It is impossible for me to effectively describe the sheer size of the problem of poverty in Delhi. Riding along in an auto rickshaw a few days ago with another educator at my NGO, I was asked about unemployment in the U.S. I told him the rate is usually around 5%. His eyebrows shot up. “5%? In India, 75.” “Really?” I asked. “Really. People are pleased to have work,” he said.
I turned my head and looked out the side of the rickshaw at the sights I see every day as I speed around sitting in my privileged seat: babies wandering on sidewalks, dirty and naked; small children sleeping in twos and threes in the hot sun on the hard cement next to busy intersections: mothers with missing limbs walking up to me, motioning with their hands to indicate they need food for their children. I complain about the heat in my apartment while these women and children lack roofs and drinking water.
Most people I am in touch with back home constantly ask me, “What’s it like over there? Do you feel good that you are helping? Do you think you’re making a difference?” These are hard questions to answer. When you see thousands of children outside working as rag pickers, shoe-shiners, and tea stall workers, it is hard to think anything anyone does can make a difference. The sheer magnitude of the problems seems insurmountable and to many here, even commonplace. They have accepted the realities they face.
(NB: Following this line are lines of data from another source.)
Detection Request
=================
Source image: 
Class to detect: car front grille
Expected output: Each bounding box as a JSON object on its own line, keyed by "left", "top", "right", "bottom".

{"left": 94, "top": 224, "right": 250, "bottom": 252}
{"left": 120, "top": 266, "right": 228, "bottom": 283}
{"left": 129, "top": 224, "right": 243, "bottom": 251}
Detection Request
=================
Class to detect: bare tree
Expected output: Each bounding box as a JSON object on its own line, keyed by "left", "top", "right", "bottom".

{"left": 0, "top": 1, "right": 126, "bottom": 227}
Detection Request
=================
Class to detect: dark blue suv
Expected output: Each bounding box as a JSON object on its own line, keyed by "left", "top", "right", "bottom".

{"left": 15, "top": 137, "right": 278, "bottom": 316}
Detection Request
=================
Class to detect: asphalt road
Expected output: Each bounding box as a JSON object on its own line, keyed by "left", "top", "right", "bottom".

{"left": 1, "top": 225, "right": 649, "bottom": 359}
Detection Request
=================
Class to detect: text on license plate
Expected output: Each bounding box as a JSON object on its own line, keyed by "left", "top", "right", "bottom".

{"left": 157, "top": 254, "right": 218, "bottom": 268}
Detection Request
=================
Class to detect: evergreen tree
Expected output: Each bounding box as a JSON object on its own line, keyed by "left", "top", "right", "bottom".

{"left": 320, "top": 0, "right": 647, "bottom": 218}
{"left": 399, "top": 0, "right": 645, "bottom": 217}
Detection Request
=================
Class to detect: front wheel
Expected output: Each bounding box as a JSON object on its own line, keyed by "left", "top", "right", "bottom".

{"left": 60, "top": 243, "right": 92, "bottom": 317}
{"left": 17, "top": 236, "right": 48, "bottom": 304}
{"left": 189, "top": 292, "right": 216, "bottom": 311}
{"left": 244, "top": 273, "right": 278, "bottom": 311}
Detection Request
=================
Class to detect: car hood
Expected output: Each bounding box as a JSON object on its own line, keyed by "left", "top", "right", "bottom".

It is a struggle not to get discouraged. But, without each drop in the bucket of development, how can any progress be made? And if all these people that I meet see benefit in adding their own drops to the mix, mustn’t something be gained from the work? Here at Butterflies, I will write some proposals for programs and grants, and will offer whatever help I can. And it will be swallowed up in the sea of efforts being made all over India.